Генеральный прокурор Юрий Чайка выступал на заключительном заседании палаты весенней сессии. Он привел множество примеров того, что проведенные прокурорские проверки не носили массовый характер. Проверили в итоге десятые доли процента всех существующих организаций. И как раз те, что получают активную финансовую поддержку из США, и чью деятельность можно рассматривать как политическую. Что в этом странного? И я вновь обращаюсь к критикам: покажите в законе пункт, который не дает даже таким  НКО действовать!?

Как только Генеральная прокуратура РФ сформулирует свои предложения по новым поправкам в данный закон, я обещаю провести в СФ очень широкий круглый стол. Сделаем его открытым для представителей СМИ, самих НКО, научного сообщества. Сядем и обсудим все эти поправки. Если вы скажете, что какие-то поправки из уже принятого законодательства мешают вам, ну, давайте и их обсудим, и, может, также выйдем с предложениями что-то поменять.

Едва мы начинаем обсуждать любые резонансные проблемы юридическим языком, как только поворачиваемся от мифов к тексту закона, многие вопросы исчезают сами собой. На одну минуту вернусь к так называемому закону о защите религиозных чувств. На заседании нашего комитета было эмоциональное, и даже пафосное, выступление представителя одной общественной организации, который возмущался и говорил, что данный документ ограничивает чьи-то права. Я задал ему вопрос: "Скажите, у вас к диспозиции статьи УК есть замечания?" Он не нашел что ответить. Мы дали время, предложили подумать, сформулировать спорную диспозицию как-то иначе.

- И что он в итоге ответил?

- То, что без этой статьи уголовного закона вообще можно обойтись. И что получилось? Общество после безобразий в ХХС обратило внимание, что специальных норм для таких случаев нет, и поэтому по статье "Хулиганство" за это судить нельзя. Но когда появляется специальный состав, который делает акцент на субъективную сторону, представители либеральных кругов начинают говорить, что без всего этого можно обходиться. Где здесь логика?

- С законодательством об "иностранных агентах" получается та же история?
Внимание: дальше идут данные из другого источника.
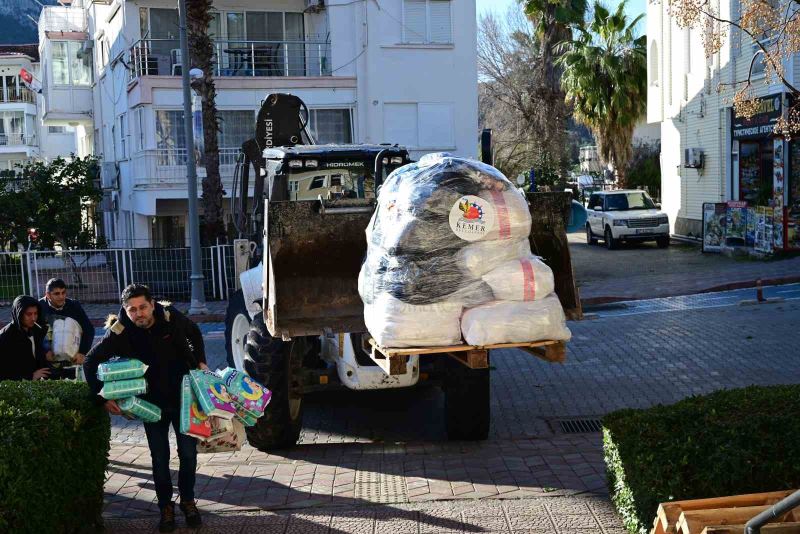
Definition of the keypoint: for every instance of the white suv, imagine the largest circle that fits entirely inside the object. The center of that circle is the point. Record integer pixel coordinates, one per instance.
(628, 215)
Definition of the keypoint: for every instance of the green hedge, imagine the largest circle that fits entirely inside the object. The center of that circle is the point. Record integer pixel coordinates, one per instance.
(726, 443)
(54, 445)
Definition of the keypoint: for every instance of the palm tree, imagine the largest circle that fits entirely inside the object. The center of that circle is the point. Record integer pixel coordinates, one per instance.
(201, 52)
(553, 21)
(605, 78)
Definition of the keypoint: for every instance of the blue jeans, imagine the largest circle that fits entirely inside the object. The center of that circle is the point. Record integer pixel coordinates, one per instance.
(158, 441)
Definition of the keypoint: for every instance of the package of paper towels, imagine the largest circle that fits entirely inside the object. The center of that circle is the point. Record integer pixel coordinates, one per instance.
(515, 322)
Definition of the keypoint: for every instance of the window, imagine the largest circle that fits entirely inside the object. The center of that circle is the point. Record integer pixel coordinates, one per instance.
(317, 183)
(423, 125)
(72, 65)
(427, 21)
(331, 125)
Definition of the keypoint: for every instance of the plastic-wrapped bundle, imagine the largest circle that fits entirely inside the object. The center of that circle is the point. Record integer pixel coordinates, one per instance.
(429, 211)
(479, 258)
(521, 279)
(393, 323)
(515, 322)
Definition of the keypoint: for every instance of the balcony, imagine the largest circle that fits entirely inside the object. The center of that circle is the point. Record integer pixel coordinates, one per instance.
(307, 58)
(17, 139)
(167, 168)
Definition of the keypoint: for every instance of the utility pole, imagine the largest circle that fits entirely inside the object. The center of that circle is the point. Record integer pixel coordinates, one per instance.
(198, 303)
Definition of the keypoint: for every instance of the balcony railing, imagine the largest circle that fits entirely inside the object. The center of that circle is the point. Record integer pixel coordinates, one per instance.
(167, 167)
(162, 57)
(13, 95)
(17, 139)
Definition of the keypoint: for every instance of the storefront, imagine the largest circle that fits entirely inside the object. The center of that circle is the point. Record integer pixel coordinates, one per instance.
(764, 213)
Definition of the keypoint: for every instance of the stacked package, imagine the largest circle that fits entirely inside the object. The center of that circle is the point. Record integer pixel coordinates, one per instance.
(448, 254)
(123, 379)
(215, 408)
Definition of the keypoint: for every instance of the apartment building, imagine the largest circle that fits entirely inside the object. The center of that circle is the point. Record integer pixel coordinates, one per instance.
(399, 71)
(708, 154)
(22, 135)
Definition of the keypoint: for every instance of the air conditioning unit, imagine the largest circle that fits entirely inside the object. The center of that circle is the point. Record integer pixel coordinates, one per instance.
(693, 158)
(109, 175)
(315, 5)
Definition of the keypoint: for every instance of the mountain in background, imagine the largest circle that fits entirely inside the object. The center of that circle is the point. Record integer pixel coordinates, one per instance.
(17, 26)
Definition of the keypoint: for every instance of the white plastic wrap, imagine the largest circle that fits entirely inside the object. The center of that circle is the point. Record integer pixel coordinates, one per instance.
(479, 258)
(522, 279)
(515, 322)
(393, 323)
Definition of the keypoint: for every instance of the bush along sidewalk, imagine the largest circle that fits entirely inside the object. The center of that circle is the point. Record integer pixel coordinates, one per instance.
(726, 443)
(55, 444)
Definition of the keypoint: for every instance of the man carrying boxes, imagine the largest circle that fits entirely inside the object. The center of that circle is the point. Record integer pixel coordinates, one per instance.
(157, 336)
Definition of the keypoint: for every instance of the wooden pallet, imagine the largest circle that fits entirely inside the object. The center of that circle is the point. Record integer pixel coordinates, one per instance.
(393, 360)
(723, 515)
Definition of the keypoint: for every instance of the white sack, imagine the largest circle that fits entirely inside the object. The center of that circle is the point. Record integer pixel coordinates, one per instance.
(512, 216)
(66, 338)
(393, 323)
(523, 279)
(515, 322)
(481, 257)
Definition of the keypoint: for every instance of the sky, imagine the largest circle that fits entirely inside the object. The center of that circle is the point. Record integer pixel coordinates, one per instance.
(634, 8)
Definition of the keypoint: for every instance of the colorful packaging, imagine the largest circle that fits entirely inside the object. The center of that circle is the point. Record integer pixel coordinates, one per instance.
(246, 392)
(118, 368)
(119, 389)
(141, 409)
(229, 438)
(193, 421)
(212, 395)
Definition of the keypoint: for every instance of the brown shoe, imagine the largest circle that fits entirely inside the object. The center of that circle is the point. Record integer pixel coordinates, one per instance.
(192, 514)
(167, 523)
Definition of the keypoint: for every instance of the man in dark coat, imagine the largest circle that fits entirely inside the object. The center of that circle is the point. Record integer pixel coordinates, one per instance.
(55, 304)
(22, 353)
(159, 337)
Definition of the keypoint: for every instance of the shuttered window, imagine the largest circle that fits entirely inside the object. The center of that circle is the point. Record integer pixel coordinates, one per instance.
(427, 21)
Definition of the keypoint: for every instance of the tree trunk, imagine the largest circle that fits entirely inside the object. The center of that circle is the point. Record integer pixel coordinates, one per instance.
(201, 52)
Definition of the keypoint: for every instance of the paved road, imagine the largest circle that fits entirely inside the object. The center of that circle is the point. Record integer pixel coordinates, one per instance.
(359, 448)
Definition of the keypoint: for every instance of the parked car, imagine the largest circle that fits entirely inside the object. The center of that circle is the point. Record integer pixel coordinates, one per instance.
(625, 215)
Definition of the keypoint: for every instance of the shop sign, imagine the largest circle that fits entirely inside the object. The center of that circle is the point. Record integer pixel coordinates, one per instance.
(762, 123)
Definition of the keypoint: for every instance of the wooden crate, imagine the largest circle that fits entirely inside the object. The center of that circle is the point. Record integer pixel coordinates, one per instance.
(723, 515)
(393, 360)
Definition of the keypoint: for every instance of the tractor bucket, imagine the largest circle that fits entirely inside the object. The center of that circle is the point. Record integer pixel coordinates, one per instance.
(315, 250)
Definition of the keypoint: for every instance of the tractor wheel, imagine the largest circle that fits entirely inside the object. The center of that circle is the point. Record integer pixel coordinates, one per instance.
(466, 402)
(277, 365)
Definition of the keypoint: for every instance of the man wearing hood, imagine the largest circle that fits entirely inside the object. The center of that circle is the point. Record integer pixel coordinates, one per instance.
(22, 353)
(158, 336)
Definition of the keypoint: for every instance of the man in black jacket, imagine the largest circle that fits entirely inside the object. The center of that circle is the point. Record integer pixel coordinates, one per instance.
(157, 336)
(22, 353)
(55, 304)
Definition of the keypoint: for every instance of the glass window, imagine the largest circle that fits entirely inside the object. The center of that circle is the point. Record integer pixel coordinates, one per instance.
(331, 126)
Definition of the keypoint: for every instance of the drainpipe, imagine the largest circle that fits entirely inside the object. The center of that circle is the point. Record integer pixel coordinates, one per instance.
(754, 525)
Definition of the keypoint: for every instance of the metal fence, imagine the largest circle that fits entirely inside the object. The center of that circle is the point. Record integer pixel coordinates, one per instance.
(100, 275)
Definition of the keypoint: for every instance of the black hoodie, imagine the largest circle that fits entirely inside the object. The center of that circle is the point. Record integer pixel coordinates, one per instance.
(164, 348)
(18, 358)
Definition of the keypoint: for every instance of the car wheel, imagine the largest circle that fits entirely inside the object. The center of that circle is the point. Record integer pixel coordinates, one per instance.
(590, 239)
(608, 237)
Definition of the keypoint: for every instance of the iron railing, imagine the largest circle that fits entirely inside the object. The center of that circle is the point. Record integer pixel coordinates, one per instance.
(162, 57)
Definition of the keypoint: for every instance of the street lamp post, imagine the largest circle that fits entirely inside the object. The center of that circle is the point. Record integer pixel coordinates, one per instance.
(198, 300)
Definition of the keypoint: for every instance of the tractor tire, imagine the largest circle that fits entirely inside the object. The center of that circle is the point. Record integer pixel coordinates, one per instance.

-  Именно так. Мы, повторюсь, широко обсудим все эти поправки в законодательство об НКО. И если люди потрудятся показать мне статью, норму, которая некоторым подобных организациям мешает свободно действовать в России, мы рассмотрим такую статью или норму на предмет возможных изменений. Правда, когда ты переходишь с людьми на такой язык, они, как правило, теряют интерес к общению с тобой. Ведь приходится обсуждать именно нормы закона, а не то, что вы по поводу этих норм придумали или слышали где-то и от кого-то. Ведь даже у меня на комитете некоторые люди обсуждают не положения закона, принятого Государственной думой, а то, что по этому поводу пишут в газетах. Но мне на комитете не интересно, что пишут в газетах! Мне нужно принять решение о конкретном законе. Поэтому будьте добры, если у вас из прессы появилась какая-то информация, рационально ее оценивайте и научитесь формулировать свои замечания и возражения по поводу определенных норм. Самое главное – будьте конкретны!